Let $ABCD$ be a rectangle, $E$ midpoint of $\overline{DC}$ and $G$ point on $\overline{AC}$ such that $\vec{BG}$ is perpendicular to $\vec{AC}$. Also, let $F$ be a midpoint of $\overline{AG}$. Prove that angle $\angle BFE =\pi/2$.
I found already 4 solution which I have posted here Proving right angle using vectors
But now I'm interested in geometric transformation solution. I found this one also:
Spiral similarity $\mathcal{P}$ with center at $B$ that takes $A\mapsto D$ takes also $G\mapsto C$ and there for it takes midpoint $F$ of $AG$ to a midpoint of $CD$, that is $E$. Now this spiral similarity $\mathcal{P}$ induces new spiral similarity $\mathcal{P}'$ which takes $A\mapsto F$ and $D\mapsto E$ and also $B\mapsto B$, so we have $$\angle EFB = \angle DAB = 90^{\circ}$$
Finaly, here is my question.
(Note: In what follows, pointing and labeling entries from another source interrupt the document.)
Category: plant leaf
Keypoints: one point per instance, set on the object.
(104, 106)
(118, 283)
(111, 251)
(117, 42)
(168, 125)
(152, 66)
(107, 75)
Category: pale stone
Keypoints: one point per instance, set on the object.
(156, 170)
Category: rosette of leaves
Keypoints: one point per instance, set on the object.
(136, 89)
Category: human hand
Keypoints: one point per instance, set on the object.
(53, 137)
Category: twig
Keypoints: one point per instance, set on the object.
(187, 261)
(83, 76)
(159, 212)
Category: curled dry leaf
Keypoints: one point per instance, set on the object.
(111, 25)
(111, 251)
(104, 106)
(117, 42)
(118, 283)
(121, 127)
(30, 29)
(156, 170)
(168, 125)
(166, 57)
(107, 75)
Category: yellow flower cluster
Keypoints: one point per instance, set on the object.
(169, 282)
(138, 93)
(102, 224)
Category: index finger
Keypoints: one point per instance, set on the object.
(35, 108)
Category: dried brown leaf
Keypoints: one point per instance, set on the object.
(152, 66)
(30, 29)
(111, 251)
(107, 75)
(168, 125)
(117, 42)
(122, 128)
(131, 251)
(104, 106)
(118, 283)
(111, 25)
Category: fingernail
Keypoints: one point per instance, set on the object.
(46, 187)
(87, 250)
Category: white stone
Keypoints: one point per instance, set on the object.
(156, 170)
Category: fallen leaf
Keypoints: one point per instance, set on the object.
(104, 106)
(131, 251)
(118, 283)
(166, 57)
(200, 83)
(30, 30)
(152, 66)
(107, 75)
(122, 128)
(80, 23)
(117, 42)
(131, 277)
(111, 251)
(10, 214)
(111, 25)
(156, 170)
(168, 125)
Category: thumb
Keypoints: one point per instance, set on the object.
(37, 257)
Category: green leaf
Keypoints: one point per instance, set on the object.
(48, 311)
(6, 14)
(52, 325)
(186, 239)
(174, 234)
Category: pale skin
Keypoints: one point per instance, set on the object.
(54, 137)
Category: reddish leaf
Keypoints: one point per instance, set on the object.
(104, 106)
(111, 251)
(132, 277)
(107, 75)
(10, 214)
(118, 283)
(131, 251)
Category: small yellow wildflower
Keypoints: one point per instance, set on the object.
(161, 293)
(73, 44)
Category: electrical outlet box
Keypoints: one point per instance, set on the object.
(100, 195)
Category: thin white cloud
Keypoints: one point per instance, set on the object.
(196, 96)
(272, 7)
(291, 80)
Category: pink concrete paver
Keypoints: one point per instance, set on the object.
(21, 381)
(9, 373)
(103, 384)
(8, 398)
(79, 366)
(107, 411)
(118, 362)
We notice also $$A\stackrel{\mathcal{P}}{\longmapsto}D \stackrel{\mathcal{S}}{\longmapsto}C \stackrel{\mathcal{P}^{-1}}{\longmapsto}G$$ where $\mathcal{S}$ is reflection across $E$. So transformation $$ \mathcal{T} = \mathcal{P}^{-1}\circ \mathcal{S} \circ \mathcal{P}$$ is reflection across $F$ that takes $A$ to $G$. Can we from here deduce that $\angle EFB = 90^{\circ}$?